Location
- Deanshanger and Roade, Northamptonshire, MK19 6HN England 52°02′59″N 0°52′54″W﻿ / ﻿52.0496°N 0.8816°W

Information
- Type: Academy
- Established: 2011 by the merger of Roade School (1956) and Kingsbrook School (1958)
- Local authority: West Northamptonshire
- Department for Education URN: 143421 Tables
- Ofsted: Reports
- Headteacher: Hannah Jones and Emma Reed
- Gender: Mixed
- Age: 11 to 19
- Website: ewsacademy.org.uk

= Elizabeth Woodville School =

The Elizabeth Woodville School, in Northamptonshire, England, is a secondary school with academy status, run by the Tove Learning Trust. It
was formed by the merger of Roade Sports College and Kingsbrook Specialist Business and Enterprise College (or Kingsbrook College) in 2011. It is located at two sites in the villages of Deanshanger, and Roade, both in West Northamptonshire. The merged school was named after Elizabeth Woodville, who was born in Grafton Regis, halfway between the two sites, and was Queen consort of King Edward IV. In 2026, the school was announced to be de-amalgamating, with the two campuses being named "Roade Village Academy" and, provisionally, "Deanshanger School".

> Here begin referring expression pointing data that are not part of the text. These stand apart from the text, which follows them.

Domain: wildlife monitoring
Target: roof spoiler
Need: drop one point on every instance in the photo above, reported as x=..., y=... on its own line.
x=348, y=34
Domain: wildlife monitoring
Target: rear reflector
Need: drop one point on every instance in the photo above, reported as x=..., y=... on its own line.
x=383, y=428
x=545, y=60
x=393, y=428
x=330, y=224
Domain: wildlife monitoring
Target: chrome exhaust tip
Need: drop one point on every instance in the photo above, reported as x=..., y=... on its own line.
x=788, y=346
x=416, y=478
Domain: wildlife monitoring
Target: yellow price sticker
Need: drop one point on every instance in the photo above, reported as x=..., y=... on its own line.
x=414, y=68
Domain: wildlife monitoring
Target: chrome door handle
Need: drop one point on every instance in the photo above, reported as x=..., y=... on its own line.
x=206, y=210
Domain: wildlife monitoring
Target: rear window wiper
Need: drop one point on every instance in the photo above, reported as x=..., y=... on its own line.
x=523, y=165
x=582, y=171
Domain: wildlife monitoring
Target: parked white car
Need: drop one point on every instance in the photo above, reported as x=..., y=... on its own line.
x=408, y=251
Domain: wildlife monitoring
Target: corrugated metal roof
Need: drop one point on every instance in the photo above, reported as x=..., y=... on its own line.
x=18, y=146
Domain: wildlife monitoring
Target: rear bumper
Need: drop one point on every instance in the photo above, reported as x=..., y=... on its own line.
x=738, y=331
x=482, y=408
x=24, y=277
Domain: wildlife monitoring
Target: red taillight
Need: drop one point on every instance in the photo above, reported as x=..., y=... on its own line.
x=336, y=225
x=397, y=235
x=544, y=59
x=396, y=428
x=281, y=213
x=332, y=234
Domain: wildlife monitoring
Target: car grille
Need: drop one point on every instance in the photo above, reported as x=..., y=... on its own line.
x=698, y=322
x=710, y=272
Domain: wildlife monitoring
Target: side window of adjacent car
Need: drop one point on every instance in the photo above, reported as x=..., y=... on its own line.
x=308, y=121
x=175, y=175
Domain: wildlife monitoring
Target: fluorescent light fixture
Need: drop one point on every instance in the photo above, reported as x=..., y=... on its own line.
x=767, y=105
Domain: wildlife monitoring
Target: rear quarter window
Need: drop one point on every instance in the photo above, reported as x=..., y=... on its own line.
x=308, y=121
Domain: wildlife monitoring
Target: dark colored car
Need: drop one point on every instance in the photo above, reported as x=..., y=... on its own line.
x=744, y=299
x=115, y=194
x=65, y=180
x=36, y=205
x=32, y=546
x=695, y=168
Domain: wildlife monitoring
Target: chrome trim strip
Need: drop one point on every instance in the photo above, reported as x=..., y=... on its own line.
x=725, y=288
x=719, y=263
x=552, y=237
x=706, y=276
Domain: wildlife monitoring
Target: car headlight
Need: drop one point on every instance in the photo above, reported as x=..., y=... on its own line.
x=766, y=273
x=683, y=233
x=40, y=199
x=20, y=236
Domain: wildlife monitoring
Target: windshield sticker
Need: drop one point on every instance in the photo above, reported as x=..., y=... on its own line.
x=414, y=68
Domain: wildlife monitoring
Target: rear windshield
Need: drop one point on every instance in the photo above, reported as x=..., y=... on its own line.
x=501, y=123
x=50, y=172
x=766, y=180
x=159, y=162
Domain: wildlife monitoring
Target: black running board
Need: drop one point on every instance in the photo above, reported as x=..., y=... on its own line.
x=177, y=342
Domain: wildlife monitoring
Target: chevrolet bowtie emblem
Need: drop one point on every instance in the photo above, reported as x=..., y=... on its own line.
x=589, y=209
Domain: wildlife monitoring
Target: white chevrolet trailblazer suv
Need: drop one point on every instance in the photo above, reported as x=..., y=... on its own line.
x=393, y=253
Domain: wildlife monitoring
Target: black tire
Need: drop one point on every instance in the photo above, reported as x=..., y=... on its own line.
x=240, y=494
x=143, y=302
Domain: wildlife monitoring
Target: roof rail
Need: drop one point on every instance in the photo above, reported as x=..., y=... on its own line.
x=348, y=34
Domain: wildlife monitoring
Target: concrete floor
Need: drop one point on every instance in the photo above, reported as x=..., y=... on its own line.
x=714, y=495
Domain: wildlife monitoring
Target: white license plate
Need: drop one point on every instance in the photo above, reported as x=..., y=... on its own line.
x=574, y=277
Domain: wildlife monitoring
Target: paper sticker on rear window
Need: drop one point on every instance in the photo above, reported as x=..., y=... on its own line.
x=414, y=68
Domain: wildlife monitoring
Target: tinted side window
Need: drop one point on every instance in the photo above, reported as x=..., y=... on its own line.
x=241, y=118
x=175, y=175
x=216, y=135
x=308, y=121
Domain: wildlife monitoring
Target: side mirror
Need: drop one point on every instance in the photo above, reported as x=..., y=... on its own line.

The school's inspection report, latest results and related data are published in the Department for Education's national tables.

==History==

===Elizabeth Woodville School===
Kingsbrook and Roade Colleges were merged and renamed to Elizabeth Woodville School in September 2011. On 1 December 2012 the school became an academy, run by the Learning Schools Trust. It was transferred to the Tove Learning Trust on 1 November 2016.

===Kingsbrook College===
The catchment area of Kingsbrook College included Alderton, Cosgrove, Deanshanger, Furtho, Grafton Regis, Old Stratford, Passenham, Paulerspury, Potterspury, Pury End, Puxley, Wicken and Yardley Gobion.

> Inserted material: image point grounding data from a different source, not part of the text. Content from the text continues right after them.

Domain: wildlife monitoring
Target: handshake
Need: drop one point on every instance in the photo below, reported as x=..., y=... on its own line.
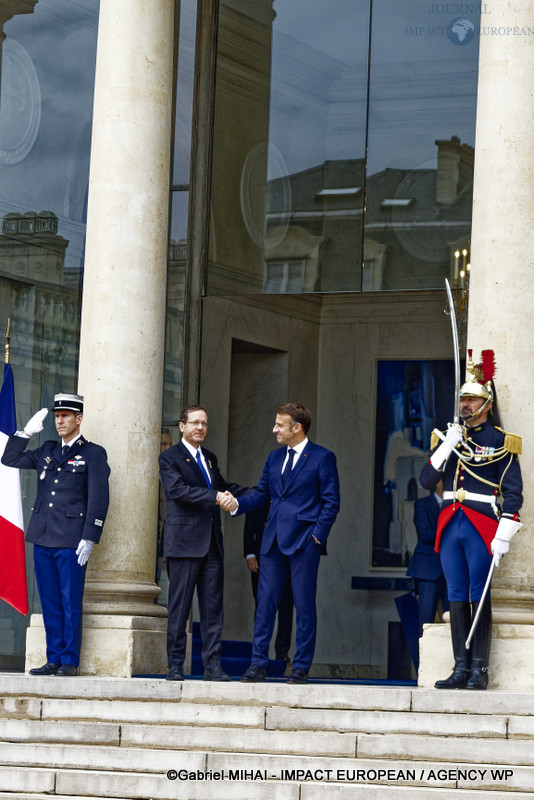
x=227, y=501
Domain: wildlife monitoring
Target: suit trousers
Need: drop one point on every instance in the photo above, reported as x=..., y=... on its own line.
x=206, y=574
x=302, y=568
x=282, y=641
x=60, y=581
x=428, y=595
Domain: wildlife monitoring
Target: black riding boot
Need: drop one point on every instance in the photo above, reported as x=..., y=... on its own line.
x=480, y=648
x=460, y=624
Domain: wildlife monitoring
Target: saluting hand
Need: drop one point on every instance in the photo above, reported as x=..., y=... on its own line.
x=35, y=424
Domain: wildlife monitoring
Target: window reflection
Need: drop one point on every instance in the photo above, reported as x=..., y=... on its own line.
x=422, y=97
x=46, y=98
x=344, y=137
x=289, y=142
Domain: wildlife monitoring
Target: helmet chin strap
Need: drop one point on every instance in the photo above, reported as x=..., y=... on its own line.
x=480, y=410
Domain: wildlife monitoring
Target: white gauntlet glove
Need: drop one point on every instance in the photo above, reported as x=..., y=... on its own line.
x=35, y=424
x=452, y=437
x=504, y=534
x=83, y=551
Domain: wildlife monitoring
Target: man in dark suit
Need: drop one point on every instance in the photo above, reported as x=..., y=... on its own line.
x=193, y=542
x=252, y=538
x=425, y=565
x=301, y=482
x=68, y=516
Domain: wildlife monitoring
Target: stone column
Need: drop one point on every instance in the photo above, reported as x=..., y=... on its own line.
x=122, y=328
x=501, y=313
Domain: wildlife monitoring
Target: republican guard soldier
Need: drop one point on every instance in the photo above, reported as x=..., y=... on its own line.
x=68, y=516
x=482, y=497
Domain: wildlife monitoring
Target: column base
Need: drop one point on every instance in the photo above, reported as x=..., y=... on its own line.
x=115, y=645
x=511, y=666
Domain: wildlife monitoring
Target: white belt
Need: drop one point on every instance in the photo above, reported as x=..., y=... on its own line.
x=462, y=495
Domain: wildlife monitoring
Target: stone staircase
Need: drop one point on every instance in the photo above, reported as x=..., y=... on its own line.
x=91, y=737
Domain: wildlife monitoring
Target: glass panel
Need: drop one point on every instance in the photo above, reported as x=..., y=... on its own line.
x=175, y=312
x=184, y=92
x=48, y=65
x=289, y=144
x=422, y=101
x=408, y=408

The former Kingsbrook School was given specialist status in 2006, following a grant from the Specialist Schools and Academies Trust (SSAT). In June 2009 an Ofsted inspection judged the school to be "satisfactory".

In 2007 the school were runners-up in SSATs Student Voice competition, and in March 2008, Kingsbrook held its first Student Voice Conference, and the first of the type held in the county. Schools from the local area such as Campion, Guilsborough and Road College, as well as those outside the area (i.e. Henley), attended the event and listened into the ways in which the idea of Student Voice can be and has been developed within the school.

Kingsbrook College was a member of the Luffield Group, which is a group of state and private schools in North Bucks and South Northamptonshire.

On 14 March 2011 the school announced a proposed merger with Roade Sports College, citing falling roll, poor results and inadequate budget management.

The site covers approximately 4 km2, and was the site of a Roman villa from the 1st century AD to the middle of the 4th century.

The site has a TigerTurf "All Weather Pitch", which received a FIFA Recommended 1 Star rating.

===Roade Sports College===
Like Kingsbrook College, Roade was also a Sports College in Northamptonshire with about 1,150 pupils.

The sports facilities of the school comprise a 25 yard swimming pool, fitness suite, multipurpose games area (astroturf) a large astroturf hockey pitch, multiple tennis courts and an indoor multi sports hall.

The catchment area extended to Grange Park, Collingtree, Hackleton, Hardingstone, Blisworth, Stoke Bruerne and several other villages in the area. The school opened in 1956 as Roade Secondary Modern School, changing to a Comprehensive School in 1975.

==Notable alumni==

=== Kingsbrook College ===

- Gen Kitchen, Labour MP
- Clare Nasir (1983–1988), meteorologist and GMTV presenter

=== Roade Sports College ===
- Derek Redmond, British Athlete, Olympian (Barcelona 1992), attended Roade Sports College, where a multi-use sports hall is named after him.
- David Capel, English cricketer who played for Northamptonshire county cricket club and the English cricket team.